I've been clinging to this goal of mine since 2006, of doing this sea kayak race... through the births of my two children, through the very slow process of reclaiming my body from major injuries and pregnancies, and through the more recent process of having to put myself on hold yet again to give another person's dream first priority. I'm learning to let go of that a little bit, to relax with this journey, to be okay with perhaps not even making my goal of doing this by age 40. When I've had personal projects in the past, I've pursued them with a rigid, myopic intensity that has been unhealthy. Not this time.
In my hunt for a more balanced lifestyle, I discovered minimalism. At first, I saw it as a means to eliminate clutter from the house, to cut down on the things that needed cleaning, repair, or were simply time-suckers for attention and energy. I thought then I might be able to fit in the work-outs I need to be doing if I cleared out the house more.

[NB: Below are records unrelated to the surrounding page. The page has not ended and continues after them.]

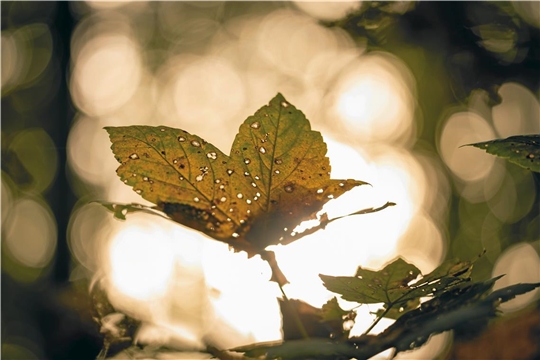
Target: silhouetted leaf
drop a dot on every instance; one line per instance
(396, 286)
(522, 150)
(332, 311)
(276, 176)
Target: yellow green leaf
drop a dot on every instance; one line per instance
(276, 176)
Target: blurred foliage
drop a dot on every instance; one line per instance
(521, 150)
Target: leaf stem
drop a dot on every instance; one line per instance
(295, 315)
(376, 321)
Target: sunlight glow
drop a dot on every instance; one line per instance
(106, 74)
(141, 262)
(374, 99)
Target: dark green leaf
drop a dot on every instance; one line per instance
(332, 311)
(370, 287)
(521, 150)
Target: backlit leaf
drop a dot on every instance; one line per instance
(276, 176)
(521, 150)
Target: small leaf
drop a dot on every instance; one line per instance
(332, 311)
(522, 150)
(370, 287)
(276, 176)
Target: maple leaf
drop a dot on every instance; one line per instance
(276, 176)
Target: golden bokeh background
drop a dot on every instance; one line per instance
(393, 101)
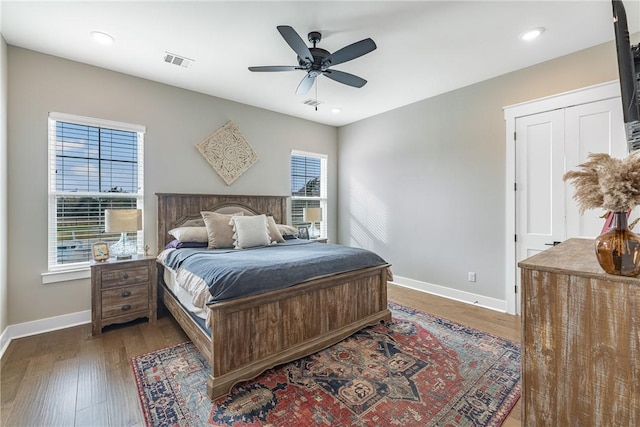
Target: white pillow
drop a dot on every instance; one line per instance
(287, 230)
(219, 232)
(250, 231)
(190, 234)
(276, 236)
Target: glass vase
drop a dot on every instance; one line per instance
(618, 250)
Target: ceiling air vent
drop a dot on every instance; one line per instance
(312, 102)
(174, 59)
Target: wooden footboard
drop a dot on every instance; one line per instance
(251, 335)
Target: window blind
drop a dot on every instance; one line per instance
(93, 165)
(308, 187)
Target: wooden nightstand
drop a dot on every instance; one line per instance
(123, 290)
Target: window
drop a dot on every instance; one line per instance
(308, 187)
(93, 165)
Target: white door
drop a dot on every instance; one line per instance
(596, 127)
(547, 145)
(539, 168)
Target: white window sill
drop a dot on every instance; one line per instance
(66, 275)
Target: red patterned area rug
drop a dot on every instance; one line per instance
(417, 370)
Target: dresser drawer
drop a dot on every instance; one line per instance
(117, 302)
(124, 276)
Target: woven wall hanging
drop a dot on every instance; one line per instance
(228, 152)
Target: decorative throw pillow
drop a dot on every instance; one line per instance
(219, 232)
(177, 244)
(190, 234)
(287, 230)
(250, 231)
(274, 233)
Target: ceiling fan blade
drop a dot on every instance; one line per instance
(345, 78)
(350, 52)
(274, 68)
(295, 42)
(305, 84)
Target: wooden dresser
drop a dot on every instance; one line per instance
(580, 340)
(123, 290)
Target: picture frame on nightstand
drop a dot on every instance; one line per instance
(100, 251)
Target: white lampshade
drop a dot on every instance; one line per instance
(312, 214)
(119, 220)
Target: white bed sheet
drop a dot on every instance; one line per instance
(185, 298)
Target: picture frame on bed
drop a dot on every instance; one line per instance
(100, 251)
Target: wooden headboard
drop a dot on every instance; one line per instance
(174, 209)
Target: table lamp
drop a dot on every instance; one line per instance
(312, 215)
(123, 221)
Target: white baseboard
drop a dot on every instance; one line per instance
(42, 325)
(442, 291)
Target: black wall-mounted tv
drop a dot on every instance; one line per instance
(629, 71)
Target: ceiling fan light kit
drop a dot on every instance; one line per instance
(316, 61)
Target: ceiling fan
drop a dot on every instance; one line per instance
(316, 61)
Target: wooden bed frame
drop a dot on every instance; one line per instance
(253, 334)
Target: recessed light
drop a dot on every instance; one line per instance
(102, 38)
(532, 34)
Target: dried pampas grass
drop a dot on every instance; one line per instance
(606, 182)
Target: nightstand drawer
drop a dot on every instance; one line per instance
(124, 276)
(122, 301)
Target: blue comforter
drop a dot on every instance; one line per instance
(232, 273)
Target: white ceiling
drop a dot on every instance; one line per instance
(424, 47)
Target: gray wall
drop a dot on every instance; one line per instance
(3, 184)
(424, 185)
(176, 120)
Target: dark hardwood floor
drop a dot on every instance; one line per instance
(69, 378)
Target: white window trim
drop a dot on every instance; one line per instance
(82, 270)
(323, 187)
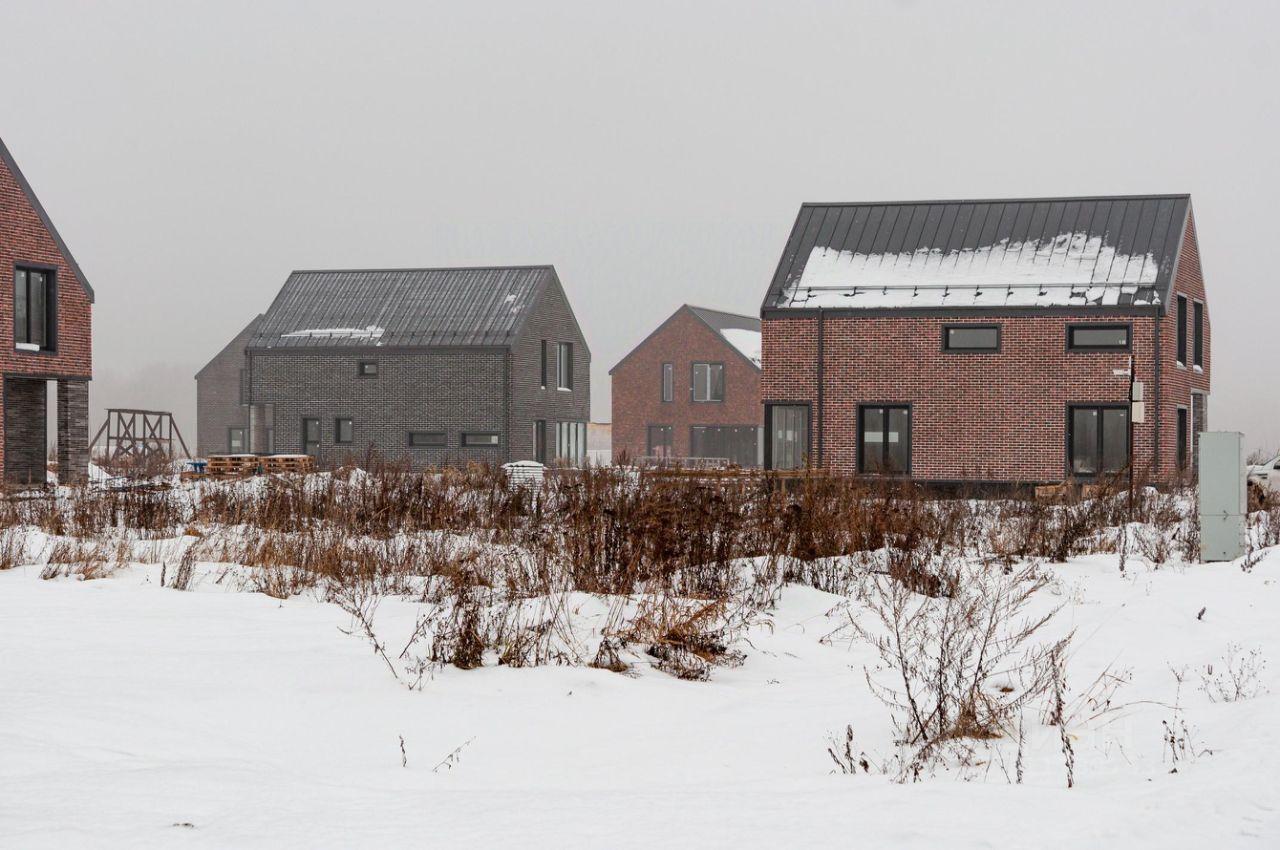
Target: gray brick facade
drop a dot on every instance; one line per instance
(432, 389)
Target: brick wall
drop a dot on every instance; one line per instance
(26, 240)
(986, 416)
(218, 396)
(552, 319)
(452, 391)
(638, 403)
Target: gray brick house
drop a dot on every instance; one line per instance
(435, 365)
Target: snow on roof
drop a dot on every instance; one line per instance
(745, 341)
(1070, 269)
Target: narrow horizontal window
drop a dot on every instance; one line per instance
(972, 338)
(1097, 337)
(426, 438)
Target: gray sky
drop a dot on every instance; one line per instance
(193, 154)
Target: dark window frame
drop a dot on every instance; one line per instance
(337, 430)
(429, 439)
(768, 432)
(1198, 333)
(1182, 329)
(910, 425)
(1183, 435)
(693, 382)
(1095, 325)
(50, 344)
(1070, 451)
(565, 366)
(951, 350)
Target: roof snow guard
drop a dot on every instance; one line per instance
(965, 255)
(402, 307)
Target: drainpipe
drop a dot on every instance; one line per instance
(822, 382)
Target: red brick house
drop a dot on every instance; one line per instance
(46, 312)
(988, 341)
(691, 389)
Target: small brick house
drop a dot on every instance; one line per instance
(433, 365)
(1002, 342)
(48, 312)
(691, 389)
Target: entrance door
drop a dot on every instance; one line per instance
(789, 437)
(311, 437)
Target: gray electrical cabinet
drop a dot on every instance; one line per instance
(1223, 497)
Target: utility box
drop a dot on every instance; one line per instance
(1223, 496)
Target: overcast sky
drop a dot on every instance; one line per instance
(193, 154)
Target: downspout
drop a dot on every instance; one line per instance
(822, 383)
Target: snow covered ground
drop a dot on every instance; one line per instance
(137, 716)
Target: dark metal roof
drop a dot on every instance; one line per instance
(402, 307)
(1115, 251)
(717, 320)
(44, 216)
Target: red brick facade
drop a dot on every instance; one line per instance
(986, 416)
(681, 341)
(24, 240)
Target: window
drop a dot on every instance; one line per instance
(735, 443)
(970, 338)
(33, 306)
(571, 442)
(426, 438)
(1097, 337)
(885, 437)
(1198, 333)
(1182, 438)
(1097, 439)
(343, 430)
(310, 437)
(1182, 329)
(661, 441)
(708, 382)
(565, 365)
(789, 435)
(540, 441)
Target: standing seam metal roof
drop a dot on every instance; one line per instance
(1025, 241)
(402, 307)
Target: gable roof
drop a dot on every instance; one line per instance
(740, 333)
(402, 307)
(238, 339)
(1104, 251)
(44, 216)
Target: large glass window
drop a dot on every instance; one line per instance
(1198, 333)
(571, 442)
(1097, 337)
(972, 338)
(659, 441)
(32, 309)
(1098, 439)
(789, 437)
(885, 437)
(565, 365)
(708, 382)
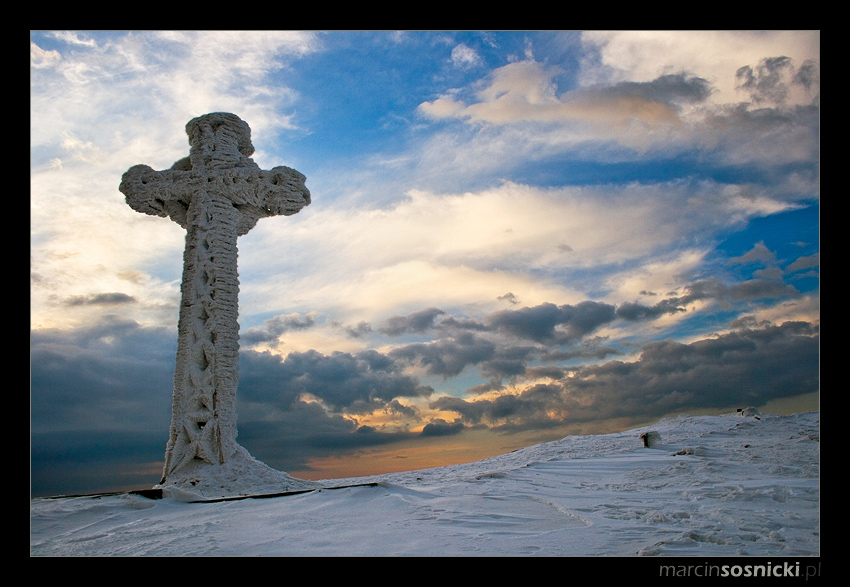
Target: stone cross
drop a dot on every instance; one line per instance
(217, 193)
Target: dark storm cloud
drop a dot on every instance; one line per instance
(306, 430)
(770, 81)
(274, 327)
(440, 427)
(744, 367)
(447, 357)
(353, 383)
(100, 406)
(100, 299)
(677, 88)
(114, 375)
(551, 324)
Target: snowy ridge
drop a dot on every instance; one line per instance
(741, 484)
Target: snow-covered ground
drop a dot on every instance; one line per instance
(740, 484)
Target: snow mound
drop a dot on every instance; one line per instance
(732, 485)
(242, 474)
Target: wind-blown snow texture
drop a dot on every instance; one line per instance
(717, 485)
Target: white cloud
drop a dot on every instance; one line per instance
(465, 57)
(713, 55)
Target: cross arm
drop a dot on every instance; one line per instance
(158, 193)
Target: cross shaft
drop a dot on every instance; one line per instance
(217, 194)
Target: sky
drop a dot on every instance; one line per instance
(513, 236)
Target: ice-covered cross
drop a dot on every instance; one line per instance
(217, 193)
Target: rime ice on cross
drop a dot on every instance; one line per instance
(217, 194)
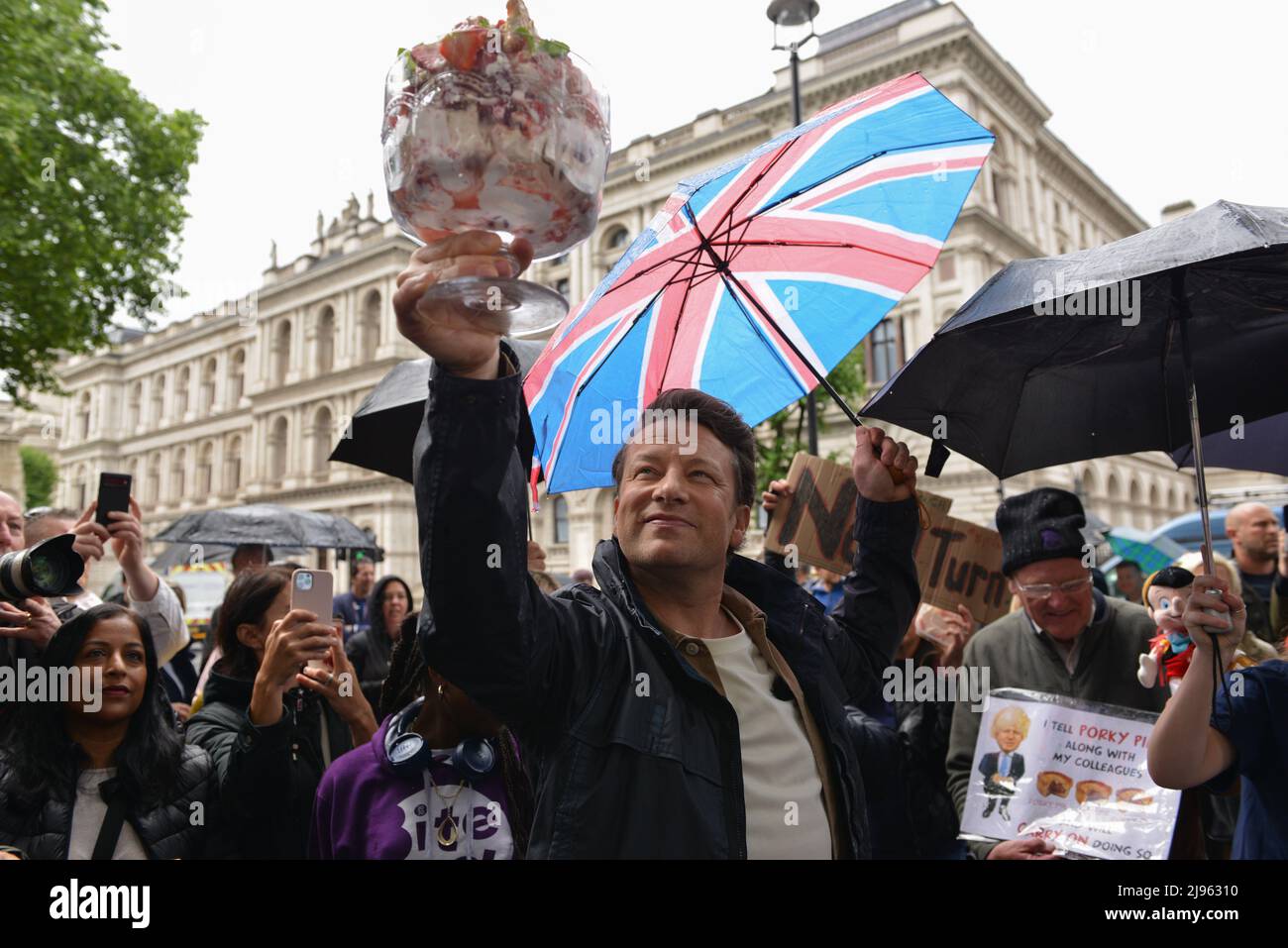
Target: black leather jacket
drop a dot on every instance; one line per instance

Then I thought about how having kids simplified my life for me (an organic form of minimalism), freeing me of social obligations as well as some time-wasting, self-indulgent habits. Instead I had to learn to be continually present for these two little people, in all their intensity and need, and still try to keep a functioning house, farm, and marriage. I've never worked as hard as I have in the past 4 years- not at any of my corporate positions, not in retail.... maybe almost with some of my volunteer/non-profit work, but even then I had projects, dealt with mostly-reasonable adults, and then had breaks- it wasn't relentless. Not like full-time parenting.
This winter I caught a glimpse of getting to do something just for me again, in the form of skate-skiing, and tai chi. And I started getting fit. It felt great. Then this job came up for mu husband, which I totally support, and my paddling had to go on hold, and even tai chi has stopped for the first time. My body has lapsed back to softness. It bothers me. And it doesn't.
I've been giving thought to what discipline really looks like in the face of constant change. It can't be rigid, or it's dead. It can't be a formula- how to eat, when to work out, or how time is spent. It has to be a mental state first and foremost. Discipline must be fluid, elastic, resilient, honest, or it will not survive a day. Change doesn't have to mean failure. It means adapting and being able to continue, even if the outward form shifts dramatically, even unrecognizably.
One of the biggest challenges of the UFC race, being 1200 miles, is the length of it: the boring, repetitive, lonely nature of paddling 16-18 hours a day for a month solid. The relentlessness, and the seemingly slow pace of progress, especially when faced with slow-burn injuries, getting knocked around by the wind and water, and wearing down. I like to think that I'm deep in the mental training for this challenge, and I'm finding what it takes to not get worn down mentally. The discipline of resilience.
Discipline, then, is adaptation. It requires that we constantly evolve.